Un des grands défauts du fédéralisme canadien, ou de la façon dont on le pratique, c'est qu'il a souvent tendance à infantiliser les provinces et à transformer leurs premiers ministres en ados boudeurs.

On en a eu un exemple lundi, quand le premier ministre Jean Charest, en visite à Toronto, et son homologue ontarien Dalton McGuinty ont tenu une conférence de presse où ils ont accusé le gouvernement fédéral de vouloir pelleter ses problèmes financiers dans la cour des provinces.

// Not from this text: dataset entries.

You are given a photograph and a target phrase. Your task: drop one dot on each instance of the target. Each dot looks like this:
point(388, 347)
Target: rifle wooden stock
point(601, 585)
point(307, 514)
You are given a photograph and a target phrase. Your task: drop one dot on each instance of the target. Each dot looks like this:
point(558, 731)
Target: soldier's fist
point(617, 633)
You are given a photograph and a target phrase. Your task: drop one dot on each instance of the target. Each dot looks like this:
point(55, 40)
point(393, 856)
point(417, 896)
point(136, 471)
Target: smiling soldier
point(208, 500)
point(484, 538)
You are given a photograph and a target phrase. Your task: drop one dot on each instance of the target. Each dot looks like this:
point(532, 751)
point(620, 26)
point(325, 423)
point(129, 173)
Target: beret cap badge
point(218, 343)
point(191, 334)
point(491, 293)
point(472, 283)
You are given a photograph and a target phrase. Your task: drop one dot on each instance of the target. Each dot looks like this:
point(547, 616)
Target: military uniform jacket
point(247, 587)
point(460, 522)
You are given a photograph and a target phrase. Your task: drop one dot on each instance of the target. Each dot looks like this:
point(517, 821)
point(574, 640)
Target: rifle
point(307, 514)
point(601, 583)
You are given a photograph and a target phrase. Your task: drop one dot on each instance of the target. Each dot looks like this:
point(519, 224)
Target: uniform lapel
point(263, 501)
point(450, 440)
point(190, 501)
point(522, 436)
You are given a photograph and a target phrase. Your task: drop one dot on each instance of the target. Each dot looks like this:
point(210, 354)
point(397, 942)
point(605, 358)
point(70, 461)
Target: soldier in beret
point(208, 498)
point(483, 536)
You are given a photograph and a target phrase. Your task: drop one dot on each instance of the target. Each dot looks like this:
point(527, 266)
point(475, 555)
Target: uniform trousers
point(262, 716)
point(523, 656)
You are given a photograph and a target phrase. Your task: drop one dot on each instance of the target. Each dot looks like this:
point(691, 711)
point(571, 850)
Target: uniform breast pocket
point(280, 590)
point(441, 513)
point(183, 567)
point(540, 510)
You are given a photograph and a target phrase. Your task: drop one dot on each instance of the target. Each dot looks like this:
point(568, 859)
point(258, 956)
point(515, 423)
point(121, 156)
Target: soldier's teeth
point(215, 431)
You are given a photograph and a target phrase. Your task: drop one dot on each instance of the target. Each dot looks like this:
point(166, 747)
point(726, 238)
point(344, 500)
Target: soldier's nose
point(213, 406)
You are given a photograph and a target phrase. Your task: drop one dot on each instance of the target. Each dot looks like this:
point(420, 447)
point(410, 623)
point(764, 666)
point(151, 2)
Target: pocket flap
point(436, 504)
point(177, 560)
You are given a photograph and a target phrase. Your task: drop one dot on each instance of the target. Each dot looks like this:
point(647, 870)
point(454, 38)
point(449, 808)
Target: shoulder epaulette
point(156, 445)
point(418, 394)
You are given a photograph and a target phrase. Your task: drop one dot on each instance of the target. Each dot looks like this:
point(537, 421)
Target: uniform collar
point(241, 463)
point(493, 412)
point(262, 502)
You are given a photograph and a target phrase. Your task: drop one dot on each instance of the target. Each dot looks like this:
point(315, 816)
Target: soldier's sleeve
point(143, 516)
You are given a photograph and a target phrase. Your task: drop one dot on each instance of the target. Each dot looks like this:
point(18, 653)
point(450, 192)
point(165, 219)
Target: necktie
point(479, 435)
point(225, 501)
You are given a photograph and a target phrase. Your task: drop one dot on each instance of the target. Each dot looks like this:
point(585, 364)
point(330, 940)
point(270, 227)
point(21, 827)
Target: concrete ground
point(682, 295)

C'est une très bonne chose que les provinces collaborent et travaillent ensemble. Le fédéralisme gagne en souplesse et en capacité d'innovation quand les idées viennent d'en bas, plutôt que d'être imposées par le gouvernement central. Mais pour cela, il faut dépasser la solution de facilité qui consiste pour les provinces à s'entendre pour casser du sucre sur le dos du fédéral.

Le Canada est actuellement confronté à plusieurs enjeux nouveaux, difficiles, comme les séquelles de la crise sur les finances publiques, la transformation de l'économie provoquée par le développement pétrolier ou encore le choc des valeurs engendré par l'arrivée au pouvoir d'un gouvernement réellement conservateur.

Ces questions exigent certainement une réflexion, un débat public. Une «conversation», comme on dit dans les milieux intellectuels anglophones à la mode. Mais cette conversation, pour être utile, doit être adulte.

Ce n'est pas vraiment ce que nous observons. Il n'y a pas beaucoup de maturité dans l'accusation des provinces qu'elles sont traitées injustement par Ottawa dans le dossier des transferts en santé. Ces transferts augmenteront de 6% par année jusqu'en 2014. Le gouvernement conservateur propose de maintenir ce rythme pendant trois ans, pour ensuite le ramener à la croissance de la richesse, soit autour de 4%.

En mode adulte, les provinces devraient reconnaître qu'Ottawa doit réduire la croissance de ses dépenses. Elles devraient accepter qu'un domaine aussi important que la santé soit affecté, puisque c'est ce qu'elles font dans leurs propres budgets. À condition que l'effort qu'Ottawa leur impose ne soit pas disproportionné. Ce n'est certainement pas le cas quand on sait que le fédéral prévoit réduire les dépenses de ses propres ministères de 5% à 10%!

Cette dynamique boudeuse s'explique en bonne partie par la culture politique québécoise. Au Québec, pour s'imposer, un premier ministre doit démontrer sa fermeté face à Ottawa. Et cette fermeté se mesure souvent aux décibels, plutôt qu'aux résultats, puisque jamais un premier ministre ne peut manifester de satisfaction dans ses démêlés avec le gouvernement fédéral.

Il y a un lien entre la sortie de M. Charest à Toronto et le fait que, le même jour, Pauline Marois l'a accusé de mollesse, et d'avoir un résultat de 0 à 15 dans ses rapports avec le gouvernement central.

Ce qui est nouveau, c'est que l'Ontario adopte elle aussi ce ton boudeur, sans doute à cause de ses difficultés économiques et des mauvais rapports entre son gouvernement libéral et les conservateurs qui règnent à Ottawa.

Cette dynamique n'est pas aidée par l'attitude du gouvernement Harper, fermé sur lui-même, allergique aux visions, aux grandes stratégies ou aux débats de société. Et qui gère à coups de décisions ponctuelles qu'il impose sans discussion. Difficile d'avoir une conversation sans interlocuteur.

Comment passer au mode adulte? Le premier ministre Charest a évoqué une piste prometteuse, celle d'un plan national sur l'énergie, mais qui serait développé par les provinces. Il ne serait pas facile de trouver un terrain d'entente entre des provinces aux intérêts divergents sur les questions énergétiques et environnementales. Mais un tel exercice répondrait à un réel besoin et comblerait un grand vide. Et c'est un dossier où le Québec pourrait exercer un leadership.